There are four key differences between data warehouses and OLTP systems that have significant impacts on backup and recovery:

  1. A data warehouse is typically much larger than an OLTP system. Data warehouses over 10's of terabytes are not uncommon and the largest data warehouses grow to orders of magnitude larger. Thus, scalability is a particularly important consideration for data warehouse backup and recovery.

  2. A data warehouse often has lower availability requirements than an OLTP system. While data warehouses are critical to businesses, there is also a significant cost associated with the ability to recover multiple terabytes in a few hours compared to recovering in a day. Some organizations may determine that in the unlikely event of a failure requiring the recovery of a significant portion of the data warehouse, they may tolerate an outage of a day or more if they can save significant expenditures in backup hardware and storage.

  3. A data warehouse is typically updated through a controlled process called the ETL (Extract, Transform, Load) process, unlike in OLTP systems where users are modifying data themselves.
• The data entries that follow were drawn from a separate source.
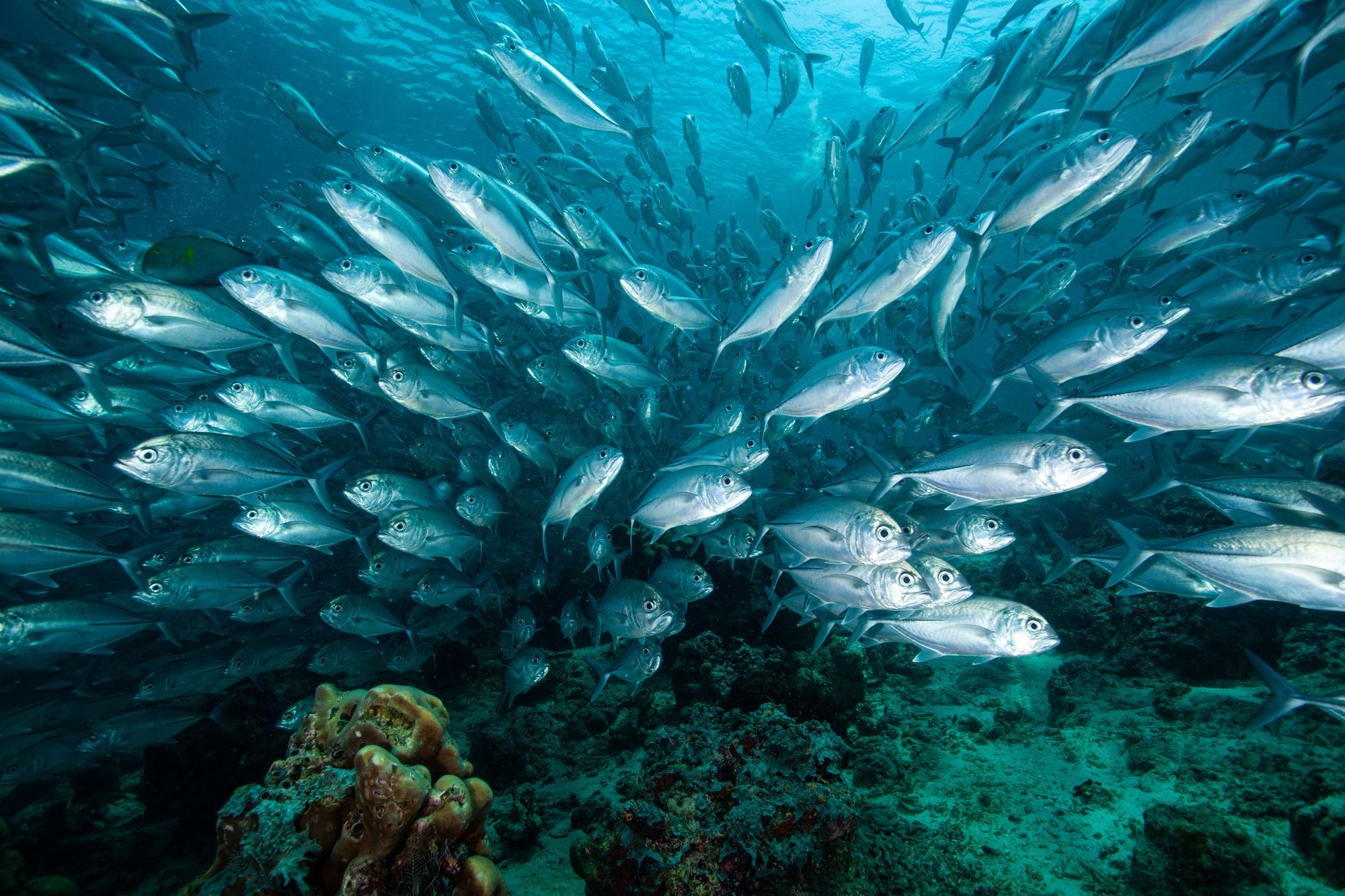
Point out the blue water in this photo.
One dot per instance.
(1116, 763)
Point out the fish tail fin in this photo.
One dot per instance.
(287, 588)
(1137, 552)
(1069, 556)
(777, 602)
(318, 482)
(891, 474)
(1285, 697)
(984, 399)
(1081, 89)
(810, 60)
(1056, 400)
(603, 676)
(1167, 475)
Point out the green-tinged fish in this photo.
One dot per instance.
(192, 260)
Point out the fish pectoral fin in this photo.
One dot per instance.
(1147, 432)
(1231, 599)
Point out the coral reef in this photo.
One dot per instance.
(373, 797)
(727, 802)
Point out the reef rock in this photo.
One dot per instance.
(727, 802)
(373, 797)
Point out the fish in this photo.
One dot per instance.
(767, 19)
(1204, 392)
(524, 671)
(1000, 470)
(582, 486)
(983, 627)
(637, 665)
(1285, 697)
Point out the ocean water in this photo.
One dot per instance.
(1105, 749)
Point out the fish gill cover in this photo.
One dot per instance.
(630, 392)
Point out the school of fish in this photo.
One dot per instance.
(431, 391)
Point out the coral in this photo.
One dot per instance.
(727, 802)
(1196, 849)
(373, 797)
(1319, 830)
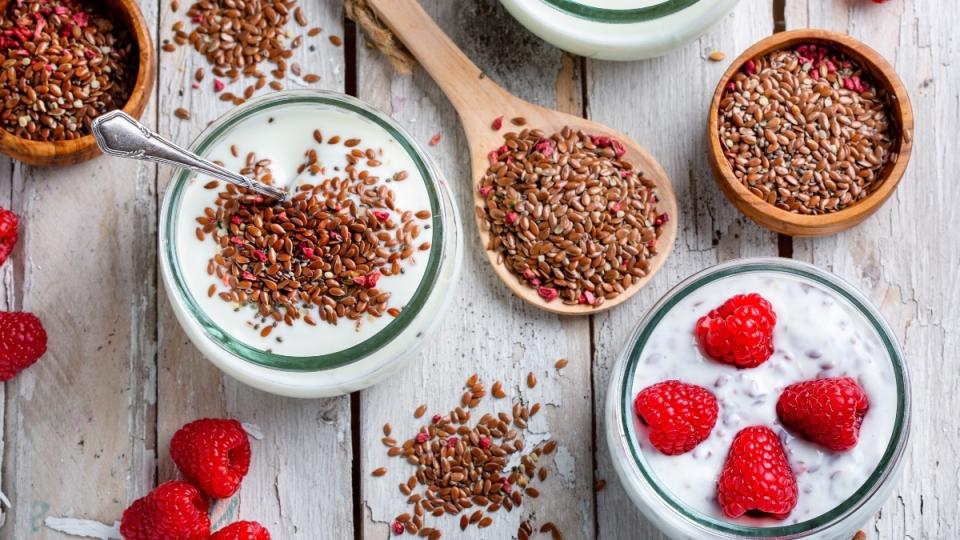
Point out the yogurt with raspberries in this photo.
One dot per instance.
(818, 334)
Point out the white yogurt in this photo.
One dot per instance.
(284, 135)
(818, 334)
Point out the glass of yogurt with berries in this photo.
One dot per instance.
(760, 398)
(332, 290)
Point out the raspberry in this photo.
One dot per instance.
(826, 411)
(756, 476)
(680, 415)
(213, 454)
(242, 530)
(8, 233)
(175, 510)
(22, 342)
(740, 332)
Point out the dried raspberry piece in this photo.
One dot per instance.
(9, 225)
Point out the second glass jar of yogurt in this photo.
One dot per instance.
(332, 292)
(824, 329)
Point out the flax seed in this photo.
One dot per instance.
(806, 130)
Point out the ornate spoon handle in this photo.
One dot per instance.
(120, 135)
Because the data modifications are done in a controlled process, the updates to a data warehouse are often known and reproducible from sources other than redo logs.

  4. A data warehouse contains historical information, and often, significant portions of the older data in a data warehouse are static. For example, a data warehouse may track five years of historical sales data. While the most recent year of data may still be subject to modifications (due to returns, restatements, and so on), the last four years of data may be entirely static. The advantage of static data is that it does not need to be backed up frequently.

These four characteristics are key considerations when devising a backup and recovery strategy that is optimized for data warehouses.